WaterMelons, WaterColours, WaterMornings

Watermelon Sketch

 

7: 04 AM (Drinking green tea and enjoying pumpernickel bread with peanut butter & banana)

1. For me, the presence of watermelon slices immediately signals ‘summer’ and ‘outdoor parties.’ The watermelon triangles are a staple of any successful pool party or backyard barbecue.

2. Will children in 100 years know that watermelons once did not have seeds? Or will every sort be ‘seedless’? We now have seedless grapes, seedless watermelons, and even the plumcot (a complex hybrid between apricots and plums). Food is becoming ever more convenient, but moving further away from the dietary regime of our ancestors.

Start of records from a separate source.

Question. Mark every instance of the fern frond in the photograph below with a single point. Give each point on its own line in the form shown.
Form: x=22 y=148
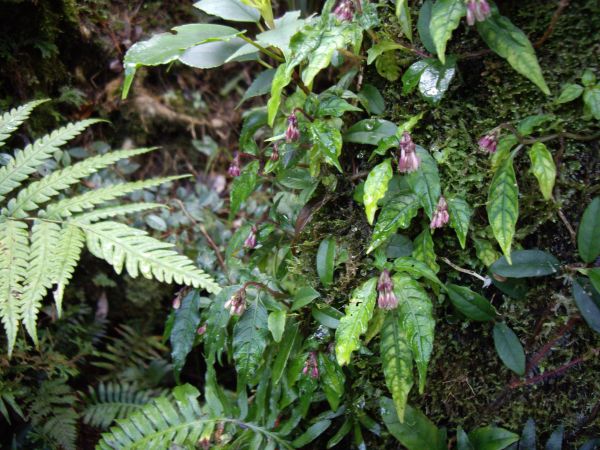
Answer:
x=41 y=191
x=28 y=160
x=11 y=120
x=120 y=245
x=112 y=401
x=14 y=256
x=91 y=199
x=113 y=211
x=66 y=256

As Michael Pollan writes in his book Food Rules“Don’t eat anything your great-grandmother wouldn’t recognise as food.”

3. Баба Вани винаги казба.. “Не яш диня преди да лягаш за сьн.” Translation from Bulgarian to English: ‘ My grandmother always yells at me to NOT eat watermelon before bed. Out of all her rules, this one might be my least favourite. I mean, who doesn’t have watermelon cravings at 10 PM? I can’t be the only one enticed by the red and green candy that is watermelon.

Let’s make Tuesdays “Life Drawing Day”? (Plus, add a yoga class.)

Sketch

This is a quick snapshot of two pages from my sketchbook: one page includes 5 min poses with pen and the other 3 min poses with markers. It’s been about 3 years since I have seriously and consistently practiced life drawing…. And boy, does it show in my art! Many people assume that drawing skills are rooted in talent (therefore unrelated to practice). That could not be further from the truth… ART IS PRACTICE. ART IS TECHNIQUE. ART IS CONSISTENT CREATIVITY.

Speaking of practice, these poses were inspired by the recent yoga classes I have been attending. Yoga is consistently referred to as an individual ‘practice.’ Sometimes, the classes can have a religious feel with the ‘namasté’ pray at the end (but rest assured it’s more mental and physical exercise than spiritual). Today, our teacher kept referring to the neck as “an extension of the spine,” which reminded me of the principles behind gesture poses in life drawing classes. (Gesture poses are more about capturing the energy of the pose than the actual proportions and details.) Yoga teachers also love to say “Check in with your body today… Listen to your body.” In much the same way, figure drawing is about checking in with the model’s posture, attitude, pain, physique, and form for THAT MOMENT. Too many people draw what they think they see rather than what they ACTUALLY see. Both yoga and figure drawing requires checking in with the body constantly to re-alight the physical level. After the power vinyasa class, I was extremely motivated to sketch… Plus, my sister is just SO photographic (aka draw-able).

Today, I set my intension for my yoga practice and life drawing practice … “Stay consistent in order to improve technique and creative flow.”